I’ve recently handed in my notice, and am leaving COSMIC. As is the way of these things though, everything has got quite interesting all of a sudden.
For instance, there has been quite a lot of interest in the car share booking system that I wrote for www.moorcar.co.uk – it is a curious situation to be in. In terms of intellectual property everything I developed at COSMIC has to stay at COSMIC, clearly this is both good and bad.
Bad in that everything I have written over the past two and a half years is not mine and as it stands I have some nice solutions in place now, solutions which I know inside out and can drop into place.
Good in that these times of transition give one time to learn new things and a brief breathing space to develop new things. I’ve been taking this time to put together a new toolbox of code and to throw myself into object orientated PHP.
I’m also taking the time to get really up to speed with CakePHP, I’m putting together a skeleton with everything you need at the beginning of a web project, security, pagination, pages, uploads etc.
All in all the bad shrivels into insignificance, writing code is process of learning day by day, of course it doesn’t matter that I can’t use that code. When I it need I can just write again, better, have learned from experience.

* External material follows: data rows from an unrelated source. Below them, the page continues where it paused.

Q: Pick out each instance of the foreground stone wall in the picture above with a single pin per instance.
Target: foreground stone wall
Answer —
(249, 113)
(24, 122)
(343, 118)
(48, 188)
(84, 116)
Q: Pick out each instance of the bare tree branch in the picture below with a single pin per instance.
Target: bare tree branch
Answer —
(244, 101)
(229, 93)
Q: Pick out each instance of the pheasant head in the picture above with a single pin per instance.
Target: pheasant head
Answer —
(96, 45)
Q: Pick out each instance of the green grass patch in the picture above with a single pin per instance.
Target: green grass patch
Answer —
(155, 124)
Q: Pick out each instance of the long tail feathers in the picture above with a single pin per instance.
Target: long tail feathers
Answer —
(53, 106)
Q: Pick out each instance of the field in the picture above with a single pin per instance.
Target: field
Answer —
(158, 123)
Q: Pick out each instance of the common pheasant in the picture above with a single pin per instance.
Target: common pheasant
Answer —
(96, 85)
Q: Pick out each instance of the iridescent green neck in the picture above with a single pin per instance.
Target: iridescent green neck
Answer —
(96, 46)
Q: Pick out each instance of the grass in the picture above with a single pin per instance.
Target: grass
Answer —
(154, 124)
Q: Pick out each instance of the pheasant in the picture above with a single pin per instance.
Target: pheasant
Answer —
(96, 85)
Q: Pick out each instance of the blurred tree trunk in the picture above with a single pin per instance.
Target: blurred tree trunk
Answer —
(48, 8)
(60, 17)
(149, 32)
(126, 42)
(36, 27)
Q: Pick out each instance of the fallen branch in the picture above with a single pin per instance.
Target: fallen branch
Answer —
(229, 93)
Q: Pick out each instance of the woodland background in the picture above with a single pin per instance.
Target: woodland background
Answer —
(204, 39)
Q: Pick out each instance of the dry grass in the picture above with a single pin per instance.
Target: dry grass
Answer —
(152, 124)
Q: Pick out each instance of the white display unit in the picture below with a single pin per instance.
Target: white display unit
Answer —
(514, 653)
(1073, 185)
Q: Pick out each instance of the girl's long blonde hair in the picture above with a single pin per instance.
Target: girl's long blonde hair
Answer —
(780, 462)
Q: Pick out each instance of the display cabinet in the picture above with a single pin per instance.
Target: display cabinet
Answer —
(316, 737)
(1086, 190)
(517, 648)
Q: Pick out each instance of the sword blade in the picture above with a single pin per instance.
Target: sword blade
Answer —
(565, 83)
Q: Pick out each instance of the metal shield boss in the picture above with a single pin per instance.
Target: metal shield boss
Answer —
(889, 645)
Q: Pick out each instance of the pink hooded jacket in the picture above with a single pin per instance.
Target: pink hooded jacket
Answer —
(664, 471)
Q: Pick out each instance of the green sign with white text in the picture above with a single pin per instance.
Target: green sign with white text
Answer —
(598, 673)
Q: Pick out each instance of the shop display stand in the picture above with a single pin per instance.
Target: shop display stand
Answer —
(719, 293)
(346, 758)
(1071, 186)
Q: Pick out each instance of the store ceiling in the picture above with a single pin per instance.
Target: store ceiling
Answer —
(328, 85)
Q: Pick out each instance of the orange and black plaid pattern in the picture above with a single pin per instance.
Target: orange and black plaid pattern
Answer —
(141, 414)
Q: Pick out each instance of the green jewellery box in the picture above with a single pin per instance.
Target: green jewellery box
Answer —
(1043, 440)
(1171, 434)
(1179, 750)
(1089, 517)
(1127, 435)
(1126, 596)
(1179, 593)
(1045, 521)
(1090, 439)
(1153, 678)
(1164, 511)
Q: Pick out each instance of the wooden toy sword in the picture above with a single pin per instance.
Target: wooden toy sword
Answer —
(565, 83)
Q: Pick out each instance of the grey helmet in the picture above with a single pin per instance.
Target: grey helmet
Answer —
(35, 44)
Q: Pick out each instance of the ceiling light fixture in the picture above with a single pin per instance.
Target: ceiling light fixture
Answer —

The really interesting thing is that COSMIC are considering making Rocket, the CMS framework I developed into an open source project. This is intriguing – but also a bit scary. I am proud of it, it is fast, stable and flexible, it contains some elegant solutions. However it also contains rubbish, dead ends and blind alleys where the development was going in one direction and then it changed, unresolved philosophical issues… if the project was made open source it is a bit like one of those dreams where people imagine themselves walking down the road naked (I have never had one of these dreams) – people get to see everything. To be fair I think it would need a bit of work before it was suitable or made sense in wider context. On the other hand I would be able to legitimately use all that code. It also has a very cool logo, designed by my friend Hannah Storie.